Almost as important as safe houses are gas stations- unlike safe houses though, they’re not all marked on the map. If you’re close to one, it’ll get marked on your map, so always be on the lookout for one in your vicinity. Why exactly are these important? Well, because driving through safe houses completely restores your car to pristine condition, and damage is always a looming threat, especially at night, when you might get into dangerous hot pursuits. Do remember though that you can only repair your car a limited number of times every night.

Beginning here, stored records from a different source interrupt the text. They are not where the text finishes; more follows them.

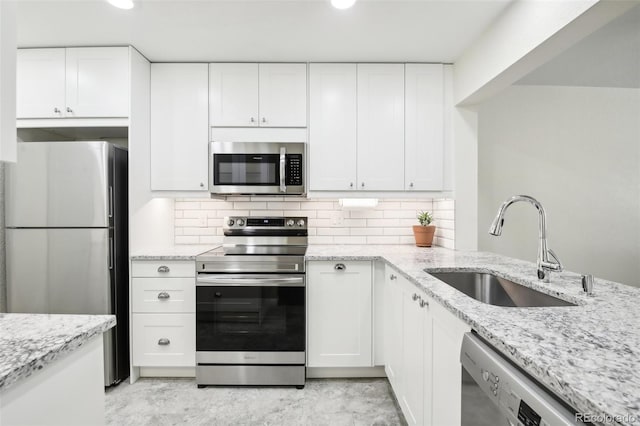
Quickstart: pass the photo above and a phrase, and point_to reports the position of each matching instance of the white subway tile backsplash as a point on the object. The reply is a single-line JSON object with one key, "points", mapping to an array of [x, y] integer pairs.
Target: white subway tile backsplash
{"points": [[390, 222], [383, 240], [250, 205]]}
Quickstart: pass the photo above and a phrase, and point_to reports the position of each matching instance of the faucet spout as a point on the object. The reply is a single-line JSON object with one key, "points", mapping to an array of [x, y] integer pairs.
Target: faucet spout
{"points": [[547, 259]]}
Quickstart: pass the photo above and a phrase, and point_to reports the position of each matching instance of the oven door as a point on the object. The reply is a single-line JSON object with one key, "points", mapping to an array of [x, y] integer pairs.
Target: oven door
{"points": [[256, 168], [236, 314]]}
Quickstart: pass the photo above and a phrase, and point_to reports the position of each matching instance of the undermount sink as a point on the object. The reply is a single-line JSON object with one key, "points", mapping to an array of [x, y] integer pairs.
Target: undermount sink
{"points": [[493, 290]]}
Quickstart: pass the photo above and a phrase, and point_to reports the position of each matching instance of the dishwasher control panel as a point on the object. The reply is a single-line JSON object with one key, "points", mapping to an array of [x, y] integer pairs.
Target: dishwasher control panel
{"points": [[519, 399]]}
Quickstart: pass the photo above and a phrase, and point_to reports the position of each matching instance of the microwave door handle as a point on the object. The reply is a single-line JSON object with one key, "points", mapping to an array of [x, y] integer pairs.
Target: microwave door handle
{"points": [[283, 159]]}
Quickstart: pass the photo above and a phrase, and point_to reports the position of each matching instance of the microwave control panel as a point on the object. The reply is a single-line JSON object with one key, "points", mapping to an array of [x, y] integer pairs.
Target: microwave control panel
{"points": [[293, 173]]}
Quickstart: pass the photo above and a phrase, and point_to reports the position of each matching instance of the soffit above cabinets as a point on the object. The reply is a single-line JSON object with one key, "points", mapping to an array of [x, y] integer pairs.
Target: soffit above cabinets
{"points": [[266, 30]]}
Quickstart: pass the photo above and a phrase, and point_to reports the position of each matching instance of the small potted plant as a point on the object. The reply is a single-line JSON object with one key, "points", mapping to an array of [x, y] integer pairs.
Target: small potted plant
{"points": [[423, 233]]}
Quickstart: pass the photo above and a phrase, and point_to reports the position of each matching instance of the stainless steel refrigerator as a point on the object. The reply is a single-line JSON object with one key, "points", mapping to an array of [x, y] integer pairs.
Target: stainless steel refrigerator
{"points": [[66, 215]]}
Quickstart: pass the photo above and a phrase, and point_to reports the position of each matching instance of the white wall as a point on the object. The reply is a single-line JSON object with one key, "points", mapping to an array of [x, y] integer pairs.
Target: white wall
{"points": [[199, 221], [577, 150]]}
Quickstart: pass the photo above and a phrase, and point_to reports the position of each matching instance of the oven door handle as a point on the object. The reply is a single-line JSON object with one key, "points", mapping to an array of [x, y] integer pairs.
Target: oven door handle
{"points": [[283, 159], [250, 282]]}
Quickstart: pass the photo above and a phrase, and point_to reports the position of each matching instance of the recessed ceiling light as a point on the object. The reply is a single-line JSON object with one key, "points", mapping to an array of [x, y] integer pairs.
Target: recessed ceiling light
{"points": [[122, 4], [342, 4]]}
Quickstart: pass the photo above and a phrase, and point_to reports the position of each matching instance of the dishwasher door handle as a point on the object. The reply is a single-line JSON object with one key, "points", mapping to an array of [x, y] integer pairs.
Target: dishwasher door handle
{"points": [[227, 281]]}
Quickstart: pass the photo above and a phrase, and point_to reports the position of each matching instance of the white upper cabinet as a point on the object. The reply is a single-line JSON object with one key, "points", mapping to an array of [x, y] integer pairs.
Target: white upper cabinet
{"points": [[380, 162], [97, 82], [333, 130], [424, 127], [264, 95], [40, 83], [233, 95], [339, 296], [179, 127], [87, 82], [283, 95]]}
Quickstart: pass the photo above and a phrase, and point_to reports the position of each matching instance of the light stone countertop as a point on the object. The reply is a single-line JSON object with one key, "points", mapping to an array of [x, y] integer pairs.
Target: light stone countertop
{"points": [[28, 342], [184, 252], [589, 355]]}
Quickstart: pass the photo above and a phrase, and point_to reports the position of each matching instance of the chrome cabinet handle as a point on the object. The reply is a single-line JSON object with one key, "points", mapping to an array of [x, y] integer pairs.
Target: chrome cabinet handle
{"points": [[283, 162]]}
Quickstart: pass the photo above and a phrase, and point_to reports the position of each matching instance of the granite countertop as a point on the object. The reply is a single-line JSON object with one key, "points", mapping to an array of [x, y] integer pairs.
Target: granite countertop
{"points": [[28, 342], [185, 252], [589, 354]]}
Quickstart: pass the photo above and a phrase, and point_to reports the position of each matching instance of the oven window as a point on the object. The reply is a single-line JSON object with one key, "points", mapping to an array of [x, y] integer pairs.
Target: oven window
{"points": [[262, 319], [246, 169]]}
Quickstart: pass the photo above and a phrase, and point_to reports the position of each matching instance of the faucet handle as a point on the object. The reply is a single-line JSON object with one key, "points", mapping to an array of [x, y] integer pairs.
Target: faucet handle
{"points": [[559, 266], [587, 284]]}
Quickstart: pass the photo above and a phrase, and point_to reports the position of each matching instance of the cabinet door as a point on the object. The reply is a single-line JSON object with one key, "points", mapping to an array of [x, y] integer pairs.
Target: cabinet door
{"points": [[179, 127], [339, 314], [380, 162], [233, 95], [447, 331], [283, 95], [333, 129], [424, 127], [393, 325], [97, 82], [40, 83], [412, 396]]}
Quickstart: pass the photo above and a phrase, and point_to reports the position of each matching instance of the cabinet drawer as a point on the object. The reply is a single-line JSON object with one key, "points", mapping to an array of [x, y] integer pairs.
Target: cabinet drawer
{"points": [[164, 340], [339, 266], [163, 295], [159, 268]]}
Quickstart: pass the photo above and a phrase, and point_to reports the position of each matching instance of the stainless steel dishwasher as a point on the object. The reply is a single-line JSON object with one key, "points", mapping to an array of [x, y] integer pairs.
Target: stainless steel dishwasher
{"points": [[495, 393]]}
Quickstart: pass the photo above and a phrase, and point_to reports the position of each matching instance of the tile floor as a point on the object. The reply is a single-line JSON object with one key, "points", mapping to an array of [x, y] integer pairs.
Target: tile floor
{"points": [[322, 402]]}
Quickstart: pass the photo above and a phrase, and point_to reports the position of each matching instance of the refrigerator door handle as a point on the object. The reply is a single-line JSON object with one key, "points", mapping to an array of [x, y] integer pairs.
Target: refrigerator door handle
{"points": [[110, 253], [110, 201]]}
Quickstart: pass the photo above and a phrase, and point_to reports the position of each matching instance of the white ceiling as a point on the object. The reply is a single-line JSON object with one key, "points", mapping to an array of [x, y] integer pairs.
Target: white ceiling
{"points": [[609, 57], [264, 30]]}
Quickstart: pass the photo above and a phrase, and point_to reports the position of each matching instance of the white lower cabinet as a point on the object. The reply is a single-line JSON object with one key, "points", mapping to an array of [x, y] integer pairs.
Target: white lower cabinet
{"points": [[339, 314], [163, 314], [422, 352]]}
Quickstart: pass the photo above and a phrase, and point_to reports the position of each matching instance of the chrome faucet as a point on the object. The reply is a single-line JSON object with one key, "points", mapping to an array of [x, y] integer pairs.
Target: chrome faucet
{"points": [[545, 264]]}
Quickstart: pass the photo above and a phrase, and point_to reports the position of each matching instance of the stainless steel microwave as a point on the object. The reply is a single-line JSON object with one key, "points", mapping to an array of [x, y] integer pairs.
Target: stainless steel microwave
{"points": [[265, 168]]}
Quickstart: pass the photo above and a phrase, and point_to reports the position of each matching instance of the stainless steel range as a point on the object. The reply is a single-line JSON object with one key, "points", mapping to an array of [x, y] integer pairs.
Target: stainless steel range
{"points": [[250, 304]]}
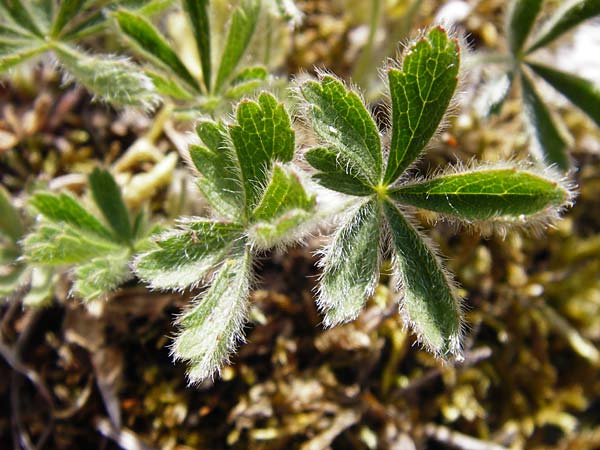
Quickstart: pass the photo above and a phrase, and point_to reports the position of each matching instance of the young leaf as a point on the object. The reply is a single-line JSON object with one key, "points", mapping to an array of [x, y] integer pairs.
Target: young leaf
{"points": [[284, 192], [67, 11], [336, 174], [219, 179], [421, 93], [264, 134], [241, 29], [183, 257], [113, 79], [211, 329], [197, 11], [102, 275], [11, 225], [56, 244], [152, 44], [350, 265], [580, 91], [484, 194], [107, 196], [63, 208], [550, 144], [21, 16], [520, 18], [569, 15], [339, 117], [427, 299]]}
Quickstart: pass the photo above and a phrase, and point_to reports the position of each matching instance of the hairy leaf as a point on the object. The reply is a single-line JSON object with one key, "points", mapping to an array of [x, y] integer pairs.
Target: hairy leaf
{"points": [[241, 29], [67, 11], [11, 225], [264, 135], [60, 243], [567, 16], [284, 192], [219, 179], [183, 257], [340, 119], [421, 93], [520, 19], [113, 79], [485, 194], [351, 265], [210, 330], [147, 39], [21, 15], [62, 208], [581, 92], [427, 298], [102, 275], [336, 174], [107, 196], [197, 11], [550, 145]]}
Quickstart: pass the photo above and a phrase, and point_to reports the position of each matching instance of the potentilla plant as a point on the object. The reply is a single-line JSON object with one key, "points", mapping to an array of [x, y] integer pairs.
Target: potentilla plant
{"points": [[354, 159], [258, 201]]}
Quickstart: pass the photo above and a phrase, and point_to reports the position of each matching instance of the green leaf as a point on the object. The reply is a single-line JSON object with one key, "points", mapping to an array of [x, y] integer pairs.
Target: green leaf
{"points": [[219, 179], [340, 119], [58, 243], [427, 298], [581, 92], [41, 290], [336, 174], [567, 16], [212, 327], [421, 93], [520, 18], [147, 39], [114, 79], [14, 53], [67, 11], [282, 212], [264, 135], [62, 208], [10, 221], [197, 11], [350, 265], [550, 145], [485, 194], [20, 14], [241, 29], [284, 192], [250, 74], [185, 256], [166, 86], [107, 196], [102, 275]]}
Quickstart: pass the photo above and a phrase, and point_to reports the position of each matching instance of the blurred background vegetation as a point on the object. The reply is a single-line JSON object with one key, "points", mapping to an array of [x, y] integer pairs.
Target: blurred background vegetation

Need for Speed Heat takes a leaf out of Forza Horizon’s book and makes most of the assets in its environments destructible. Of course, large trees, buildings, or bridges are most definitely not destructible, but fences, smaller trees, barricades, and any other smaller obstructions you see ca usually be driven through. So when you’re racing or even when you’re just driving around the open world, don’t worry too much about crashing into anything- most likely you’ll just be able to drive right through that stuff.

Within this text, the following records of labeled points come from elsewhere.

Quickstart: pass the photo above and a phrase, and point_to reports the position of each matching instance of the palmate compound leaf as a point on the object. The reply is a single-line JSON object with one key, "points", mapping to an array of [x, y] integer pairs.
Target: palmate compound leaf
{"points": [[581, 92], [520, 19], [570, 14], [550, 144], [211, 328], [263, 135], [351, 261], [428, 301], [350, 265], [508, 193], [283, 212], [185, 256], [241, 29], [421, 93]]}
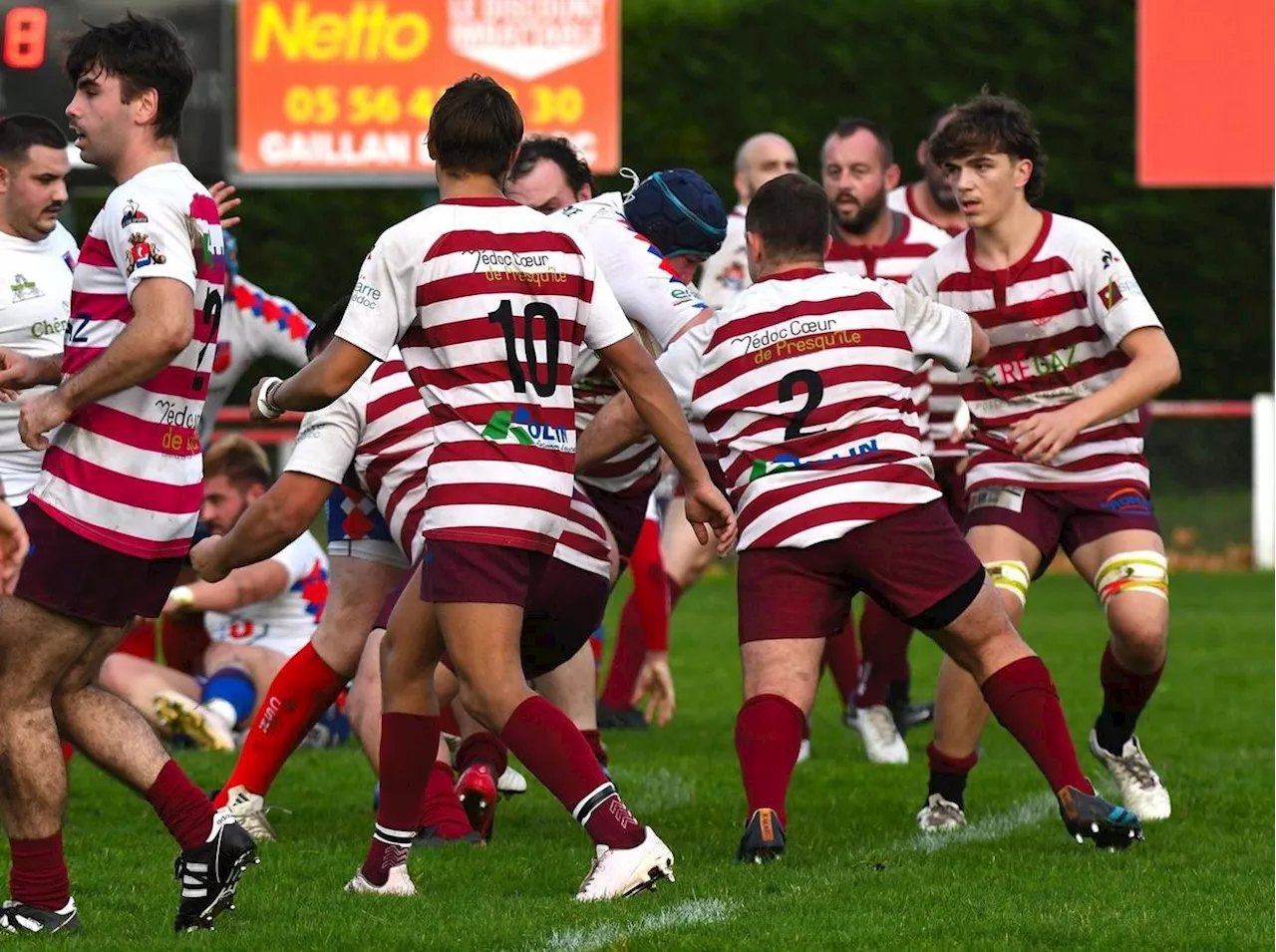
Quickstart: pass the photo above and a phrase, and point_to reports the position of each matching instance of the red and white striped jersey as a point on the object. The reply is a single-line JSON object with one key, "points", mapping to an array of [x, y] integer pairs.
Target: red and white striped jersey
{"points": [[1056, 320], [127, 472], [652, 297], [804, 386], [901, 199], [490, 304], [911, 242], [378, 437]]}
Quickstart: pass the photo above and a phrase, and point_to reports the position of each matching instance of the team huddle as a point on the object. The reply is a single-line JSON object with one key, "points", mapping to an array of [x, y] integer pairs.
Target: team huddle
{"points": [[917, 393]]}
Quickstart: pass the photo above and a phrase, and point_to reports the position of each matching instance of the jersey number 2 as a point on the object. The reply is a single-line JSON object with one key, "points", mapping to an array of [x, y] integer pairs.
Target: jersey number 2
{"points": [[210, 314], [814, 395], [545, 383]]}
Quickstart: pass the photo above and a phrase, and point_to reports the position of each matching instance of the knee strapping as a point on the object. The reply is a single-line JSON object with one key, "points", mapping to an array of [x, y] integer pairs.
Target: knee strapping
{"points": [[1133, 572], [1011, 575]]}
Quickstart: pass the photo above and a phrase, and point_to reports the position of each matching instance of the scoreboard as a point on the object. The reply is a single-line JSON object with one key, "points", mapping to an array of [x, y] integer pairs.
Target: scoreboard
{"points": [[32, 49]]}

Need for Speed Heat has an impressive amount of upgrade and customization options, but you might be tempted to spend any money you earn on cars (which are unlocked at regular intervals in the game). And while you definitely should purchase at least a couple or so different vehicles, we’d recommend spending the bulk of your money on upgrades. Rather than spending large amounts of money on better cars, just spend that money on a car you have and like to make it better, rather than having to purchase multiple upgrades for multiple new cars again and again. Of course, at times you’ll have to purchase new cars, such as when you require a particular kind of vehicle for a particular kind of race, but even in many of those cases, you can simply purchase new parts (or use one of the ones already in your inventory) to tool your vehicle as you require. Long story short- rather than investing in new cars, invest in lots and lots of parts and components.
OPEN WORLD ACTIVITIES
The open world of Palm City is dotted with various activities that you can mess about with when you’re not participating in races. From finding safe houses and gas stations – which we’ve already discussed – to speed traps and destroying billboards to drifting challenges, stunt jumps, looking for street art, and much more. And while how much mileage you get out of most of these will depend on how much of a completionist you are, a few of these yield tangible and useful rewards. Activities such as crashing through billboards and finding and destroying flamingos give you small amounts of both Bank and Rep, so do both these things whenever you spot them in the world. They serve as a nice little bonus for your progress on the side.
Another way to get bank and rep is to complete racer challenges. You can pick these up at garages and safe houses, with one set corresponding to day activities and another to nighttime, and the activities included in both of them give you nice bonuses. Completing the entire set nets you with a larger reward, and most of these are usually activities you can accomplish pretty easily during the course of regular gameplay. So whenever you’re about to head out into the open world from a garage, pick up a new set of challenges.